Palo Alto's new city clerk won't need much time learning the ropes in the busy office on the seventh floor.
That's because the new city clerk, Beth Minor, already has close to eight years under her belt in the City Clerk's office, the bulk of it as the second-in-command to Donna Grider. And when Grider retired in November, immediately after Election Day, Minor swiftly assumed the responsibility of leading the office on an interim basis.
Now, she is interim clerk no longer. On Friday, the City Council met in a closed session and voted to appoint her as the city clerk on a permanent basis. The choice was made after a recruiting process that began with about 20 candidates, went on to three finalists and concluded with Minor being chosen.
The transition isn't expected to be particularly difficult. Minor has been the department's affable leader for about five months, and even before Grider's retirement, she helped Grider organize and coordinate council meetings. She swore in the new council and earlier this year took the lead in coordinating the annual council retreat and the mayor's "State of the City" speech. Behind the scenes, her office hummed along without hiccups on maintaining meeting minutes, publicizing meetings and helping the public get information.
"I'm enjoying it," Minor told the Weekly, when asked Monday about her experience at the clerk's office. "I've been doing it for almost eight years and I really enjoy helping the public, and getting the information out to the public."
Minor began as the office manager and, over the years, took on more responsibilities as a supervisor. She most recently served as assistant city clerk, the office's second highest position, before assuming the top role upon Grider's retirement.
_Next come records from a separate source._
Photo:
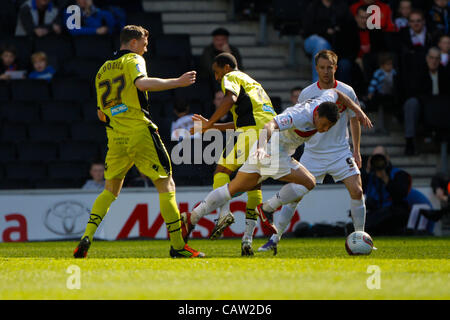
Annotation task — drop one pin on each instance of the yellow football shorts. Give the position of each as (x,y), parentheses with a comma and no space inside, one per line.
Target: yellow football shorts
(143,148)
(237,149)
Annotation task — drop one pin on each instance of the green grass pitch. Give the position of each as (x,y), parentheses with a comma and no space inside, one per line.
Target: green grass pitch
(409,268)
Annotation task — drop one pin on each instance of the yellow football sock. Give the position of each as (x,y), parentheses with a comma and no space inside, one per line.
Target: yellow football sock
(254,198)
(171,215)
(98,212)
(220,179)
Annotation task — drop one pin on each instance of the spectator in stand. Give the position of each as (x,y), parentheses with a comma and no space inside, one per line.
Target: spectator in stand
(432,81)
(444,46)
(98,181)
(41,68)
(8,62)
(438,19)
(404,10)
(415,38)
(386,23)
(220,44)
(94,21)
(382,87)
(323,21)
(38,18)
(386,189)
(8,65)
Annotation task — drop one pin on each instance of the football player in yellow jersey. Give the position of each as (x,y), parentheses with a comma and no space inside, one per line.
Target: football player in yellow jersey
(251,109)
(122,88)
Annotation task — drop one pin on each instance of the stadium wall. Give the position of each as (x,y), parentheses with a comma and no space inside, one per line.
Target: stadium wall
(41,215)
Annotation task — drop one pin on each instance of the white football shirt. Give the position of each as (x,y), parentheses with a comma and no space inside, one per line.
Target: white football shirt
(334,140)
(296,123)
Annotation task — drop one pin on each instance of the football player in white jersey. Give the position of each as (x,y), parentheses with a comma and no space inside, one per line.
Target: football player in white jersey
(271,156)
(328,152)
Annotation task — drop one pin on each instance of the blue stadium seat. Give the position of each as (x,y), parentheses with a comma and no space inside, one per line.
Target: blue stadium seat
(26,170)
(61,111)
(13,132)
(30,90)
(45,132)
(34,151)
(69,89)
(20,112)
(24,48)
(78,151)
(88,131)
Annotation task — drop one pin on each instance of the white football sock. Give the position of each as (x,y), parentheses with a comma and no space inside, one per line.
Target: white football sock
(250,226)
(358,212)
(290,192)
(213,200)
(286,214)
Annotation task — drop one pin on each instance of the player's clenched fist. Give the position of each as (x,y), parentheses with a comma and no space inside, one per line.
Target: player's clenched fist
(187,78)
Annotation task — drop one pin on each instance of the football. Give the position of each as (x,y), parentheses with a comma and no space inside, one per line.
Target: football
(359,243)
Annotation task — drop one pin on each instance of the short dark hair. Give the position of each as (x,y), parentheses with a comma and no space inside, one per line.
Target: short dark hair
(326,54)
(225,58)
(131,32)
(220,32)
(329,110)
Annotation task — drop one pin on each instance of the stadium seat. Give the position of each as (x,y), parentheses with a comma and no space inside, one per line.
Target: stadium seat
(89,110)
(30,90)
(165,68)
(93,46)
(59,47)
(152,21)
(88,131)
(8,152)
(61,111)
(24,48)
(78,151)
(58,183)
(69,89)
(34,151)
(176,46)
(26,170)
(68,170)
(13,132)
(45,132)
(83,68)
(19,112)
(5,93)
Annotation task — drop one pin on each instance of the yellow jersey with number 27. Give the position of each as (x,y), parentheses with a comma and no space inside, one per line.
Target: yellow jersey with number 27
(125,106)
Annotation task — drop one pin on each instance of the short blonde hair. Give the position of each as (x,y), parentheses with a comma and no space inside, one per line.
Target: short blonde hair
(130,32)
(37,56)
(328,55)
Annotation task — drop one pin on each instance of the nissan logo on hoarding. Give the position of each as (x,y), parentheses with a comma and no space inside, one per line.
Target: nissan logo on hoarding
(67,218)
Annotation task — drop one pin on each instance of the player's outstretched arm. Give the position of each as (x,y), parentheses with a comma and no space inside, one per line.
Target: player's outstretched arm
(349,103)
(158,84)
(264,137)
(228,101)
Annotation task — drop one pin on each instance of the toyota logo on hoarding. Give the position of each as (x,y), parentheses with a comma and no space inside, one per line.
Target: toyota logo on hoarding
(67,218)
She said her office is now working to introduce a new service that would automatically track public-record requests and divert them to appropriate departments. She said she expects that service to roll out in mid-May.
The city clerk is one of only four positions that get appointed directly by the City Council, with the city manager, the city attorney and the city auditor being the other three. Mayor Karen Holman said the candidate pool for the position was strong and Minor was ultimately chosen as the strongest candidate.
"I think she's really stepped up," Holman said. "She shown that she's capable and collegial and has leadership capabilities. She also works well with the other CAOs (council-appointed officers), all of whom had very positive things to say about Beth."
The city has yet to discuss the salary for the position with Minor, Holman said.
Councilman Pat Burt, who chairs the Council Appointed Officers committee, lauded Minor for her proactive engagement with the city manager and the city attorney on putting together the council's weekly packet of staff reports. As part of a recent change, the voluminous packet now gets released a week and a half in advance of the the meeting. Before, it was released five days in advance.
Burt also gave her credit for "leading the charge" toward having all the packet documents available electronically.
He also noted that since Grider's retirement, the clerk's office has been functioning while being short one person.
"She has shown real leadership. She has basically got that whole office working harder and more focused and longer hours to cover the absence of one person in the office," Burt said. "They've done an especially good job."